SELLMA - The Swedish Large Language Model Arena
Abstract
The Swedish LLM Arena is a KAW-funded project through WASP and WARA-TRICS that will establish a national capability for fine-tuning, evaluating, and governing large language models for Swedish language, society, and culture. Current Swedish use of LLMs depends primarily on commercial systems from non-European providers. While these are strong general-purpose models, they provide limited transparency, create vendor lock-in, transfer sensitive interaction data outside Europe, and are not optimized for Swedish linguistic nuance, institutional context, political culture, media history, or public-sector usage. SELLMA addresses this gap by building a sustainable Swedish pipeline for adapting open-weight models using both high-quality open Swedish data and legally governed copyrighted or closed Swedish data from publishers and other rightsholders.
The project will focus on continued pre-training, supervised fine-tuning, preference optimization, benchmarking, and validation of Swedish LLMs. We will target both smaller models, such as 8B-parameter systems suitable for rapid experimentation and efficient inference, and larger models around 70-120B parameters, where Swedish adaptation can deliver higher-quality language, reasoning, and contextual performance. The goal is not to train a foundation model from scratch, but to use industrial-scale GPU resources to adapt strong existing models with Swedish data and systematic evaluation.

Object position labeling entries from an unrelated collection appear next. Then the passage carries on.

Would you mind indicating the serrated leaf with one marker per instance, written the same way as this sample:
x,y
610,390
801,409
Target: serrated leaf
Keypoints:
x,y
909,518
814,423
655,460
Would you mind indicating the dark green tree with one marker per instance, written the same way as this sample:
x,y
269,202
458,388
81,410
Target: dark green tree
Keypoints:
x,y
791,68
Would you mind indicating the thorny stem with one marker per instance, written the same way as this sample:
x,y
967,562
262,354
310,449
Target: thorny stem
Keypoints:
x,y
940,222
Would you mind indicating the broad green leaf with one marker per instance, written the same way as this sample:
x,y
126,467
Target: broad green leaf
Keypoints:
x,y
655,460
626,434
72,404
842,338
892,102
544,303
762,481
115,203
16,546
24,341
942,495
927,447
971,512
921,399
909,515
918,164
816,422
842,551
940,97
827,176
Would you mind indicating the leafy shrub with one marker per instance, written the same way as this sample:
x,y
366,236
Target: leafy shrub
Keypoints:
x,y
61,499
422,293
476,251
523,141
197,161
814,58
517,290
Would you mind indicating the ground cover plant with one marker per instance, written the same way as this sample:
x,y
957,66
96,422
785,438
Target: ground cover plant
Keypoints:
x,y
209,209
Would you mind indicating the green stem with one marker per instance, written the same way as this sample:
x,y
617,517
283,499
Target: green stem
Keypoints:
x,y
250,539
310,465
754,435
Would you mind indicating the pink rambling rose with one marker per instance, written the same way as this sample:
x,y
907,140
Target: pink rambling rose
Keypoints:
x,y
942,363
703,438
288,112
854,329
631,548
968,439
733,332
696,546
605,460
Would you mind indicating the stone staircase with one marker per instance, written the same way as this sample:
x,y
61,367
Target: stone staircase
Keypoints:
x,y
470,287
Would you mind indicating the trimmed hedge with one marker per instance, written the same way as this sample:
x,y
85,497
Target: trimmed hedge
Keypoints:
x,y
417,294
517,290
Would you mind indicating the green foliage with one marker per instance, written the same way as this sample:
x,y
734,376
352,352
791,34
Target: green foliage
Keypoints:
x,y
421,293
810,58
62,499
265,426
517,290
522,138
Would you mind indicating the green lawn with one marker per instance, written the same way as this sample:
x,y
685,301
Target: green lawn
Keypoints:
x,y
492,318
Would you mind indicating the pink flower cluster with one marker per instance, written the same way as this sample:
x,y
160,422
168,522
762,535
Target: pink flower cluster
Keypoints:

A central scientific and societal contribution of SELLMA is the development of legally safe and reproducible workflows for using Swedish data. Open sources will include Swedish Wikipedia, Riksdag open data, public reports, cultural archives, scientific repositories, and other free-to-use corpora. In parallel, the project will work with publishers, media companies, and other rightsholders to enable controlled use of closed copyrighted Swedish material, including newspapers, books, magazines, broadcast archives, and other high-value sources. These data are essential for capturing modern Swedish public discourse, idiom, cultural references, institutions, and historical context that are poorly represented in generic multilingual training sets.
The requested NAISS/Berzelius resources are required for the compute-intensive parts of this workflow: large-scale data preparation, tokenizer and corpus validation, LoRA infrastructure tests, continued pre-training on multi-billion-token Swedish corpora, supervised fine-tuning, DPO/alignment experiments, inference benchmarking, ablations over data mixtures, and repeated evaluation of both small and large models.
The expected outcomes are trained Swedish LLM checkpoints, documented training and evaluation pipelines, benchmark suites for Swedish language and cultural competence, and operational expertise for future national LLM efforts. SELLMA will also establish governance models for licensing, rightsholder compensation, academic use, commercial exploitation, and long-term maintenance. The project therefore directly supports Swedish AI sovereignty, strengthens national competence in large-scale AI training, and creates reusable infrastructure for academia, industry, media, public agencies, and future European collaborations.